Asthma trials and guidelines often do not distinguish between adolescents and younger children. Using a large English data set, we evaluated the impact of age on asthma characteristics, management and exacerbations.
Primary care medical records, 2004-2021, were linked to hospital records. Children were categorised by age at diagnosis and followed until the next age bracket. Ages (based on management guidelines) were 5-8 years, 9-11 years and adolescents (12-16 years). Characteristics evaluated included body mass index, allergies and events before and after diagnosis (symptoms, medication). Exacerbation incidence was calculated. Multivariable Cox proportional hazards determined associations with exacerbations.
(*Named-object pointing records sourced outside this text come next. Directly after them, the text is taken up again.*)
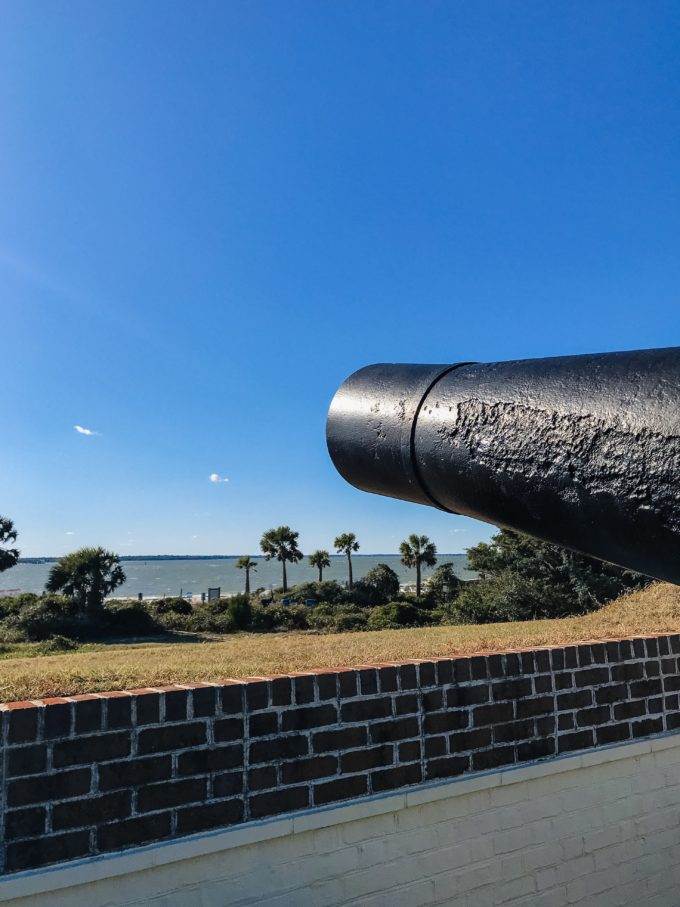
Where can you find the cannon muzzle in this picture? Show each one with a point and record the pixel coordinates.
(582, 451)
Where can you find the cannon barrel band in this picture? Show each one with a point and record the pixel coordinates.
(582, 451)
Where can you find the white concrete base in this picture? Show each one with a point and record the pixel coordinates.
(601, 828)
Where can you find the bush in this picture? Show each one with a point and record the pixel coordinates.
(57, 644)
(394, 615)
(46, 616)
(128, 617)
(261, 618)
(337, 618)
(327, 591)
(380, 585)
(443, 586)
(523, 578)
(171, 606)
(12, 604)
(509, 597)
(239, 611)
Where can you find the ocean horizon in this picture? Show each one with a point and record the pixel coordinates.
(172, 574)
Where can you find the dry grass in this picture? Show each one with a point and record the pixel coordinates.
(126, 666)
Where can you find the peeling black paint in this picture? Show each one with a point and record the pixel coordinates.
(582, 450)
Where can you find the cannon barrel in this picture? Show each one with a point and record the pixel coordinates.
(582, 451)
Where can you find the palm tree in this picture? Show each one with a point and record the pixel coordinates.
(416, 551)
(281, 543)
(320, 559)
(87, 576)
(246, 563)
(346, 544)
(8, 556)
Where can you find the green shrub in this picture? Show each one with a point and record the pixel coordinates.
(261, 618)
(337, 618)
(380, 585)
(174, 605)
(240, 611)
(207, 620)
(46, 616)
(443, 586)
(12, 604)
(128, 617)
(394, 615)
(57, 644)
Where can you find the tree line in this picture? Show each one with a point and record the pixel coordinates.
(518, 577)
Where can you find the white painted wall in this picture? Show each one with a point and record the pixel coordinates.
(601, 828)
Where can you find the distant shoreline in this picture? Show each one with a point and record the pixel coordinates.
(214, 557)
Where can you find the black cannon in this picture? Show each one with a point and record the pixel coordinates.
(582, 451)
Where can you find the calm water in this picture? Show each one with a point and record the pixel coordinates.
(154, 578)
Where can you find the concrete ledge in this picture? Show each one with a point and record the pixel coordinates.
(92, 869)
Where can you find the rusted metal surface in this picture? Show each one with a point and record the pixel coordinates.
(583, 451)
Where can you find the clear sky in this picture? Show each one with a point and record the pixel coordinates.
(211, 213)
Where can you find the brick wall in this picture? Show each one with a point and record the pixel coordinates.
(97, 773)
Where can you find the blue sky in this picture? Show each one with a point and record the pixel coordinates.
(213, 212)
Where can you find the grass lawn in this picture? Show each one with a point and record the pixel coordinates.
(25, 674)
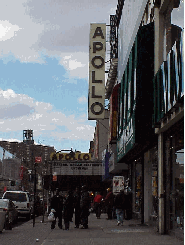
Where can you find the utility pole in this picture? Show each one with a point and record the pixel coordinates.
(35, 189)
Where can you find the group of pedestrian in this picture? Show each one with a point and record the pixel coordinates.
(80, 201)
(64, 208)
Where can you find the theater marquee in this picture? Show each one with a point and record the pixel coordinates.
(96, 97)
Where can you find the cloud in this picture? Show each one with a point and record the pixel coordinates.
(7, 30)
(19, 112)
(55, 27)
(76, 63)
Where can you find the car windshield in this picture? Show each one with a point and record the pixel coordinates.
(18, 197)
(3, 204)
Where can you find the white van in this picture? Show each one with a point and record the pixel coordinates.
(21, 199)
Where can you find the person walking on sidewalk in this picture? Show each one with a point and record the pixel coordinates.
(57, 205)
(97, 205)
(85, 203)
(119, 204)
(68, 203)
(77, 207)
(109, 202)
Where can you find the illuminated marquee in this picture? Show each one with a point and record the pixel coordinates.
(68, 157)
(96, 102)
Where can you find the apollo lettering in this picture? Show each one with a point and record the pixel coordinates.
(97, 51)
(68, 157)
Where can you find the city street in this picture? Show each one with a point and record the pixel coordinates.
(101, 231)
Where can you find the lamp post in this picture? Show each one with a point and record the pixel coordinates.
(43, 173)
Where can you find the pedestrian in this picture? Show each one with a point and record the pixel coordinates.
(71, 205)
(109, 202)
(57, 205)
(68, 202)
(85, 203)
(120, 206)
(77, 207)
(97, 205)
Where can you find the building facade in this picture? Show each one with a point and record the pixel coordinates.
(146, 80)
(10, 171)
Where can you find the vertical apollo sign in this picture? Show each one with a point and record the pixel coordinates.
(96, 97)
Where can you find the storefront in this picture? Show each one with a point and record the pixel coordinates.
(174, 177)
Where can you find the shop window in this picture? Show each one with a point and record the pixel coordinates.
(138, 186)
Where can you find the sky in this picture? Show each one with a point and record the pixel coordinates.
(44, 53)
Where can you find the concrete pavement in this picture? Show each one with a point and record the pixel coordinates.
(100, 232)
(105, 232)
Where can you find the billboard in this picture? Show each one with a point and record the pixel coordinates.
(76, 168)
(96, 96)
119 611 children were eligible: 61 940 (51.8%) 5-8 years, 32 316 (27.7%) 9-11 years and 25 355 (21.2%) adolescents. Several characteristics differed by age; children aged 5-8 years had the highest proportion with eczema, food/drug allergy and cough, but adolescents had the highest proportion with overweight/obesity, aeroallergen sensitisation, dyspnoea and short-acting-beta-agonist only use. Exacerbation rates were highest in the youngest children (per 100 person-years (95% CI): 5-8 years =13.7 (13.4-13.9), 9-11 years =10.0 (9.8-10.4), adolescents =6.7 (6.5-7.0)). Exacerbation risk factors also differed by age; 5-8 years: male, eczema and food/drug allergy were strongly associated, but for children ≥9 years old, obesity and aeroallergen sensitisation were strongly associated. For all children, higher socioeconomic deprivation was significantly associated with having an exacerbation. Delayed diagnosis was most common in children aged 5-8 years and was associated with increased exacerbations across all ages.
Children’s baseline characteristics and exacerbation rates varied according to their age group. Clinical guidelines should consider age at time of diagnosis more discretely than the broad range, 5-16 years, as this appears to impact on asthma severity and management.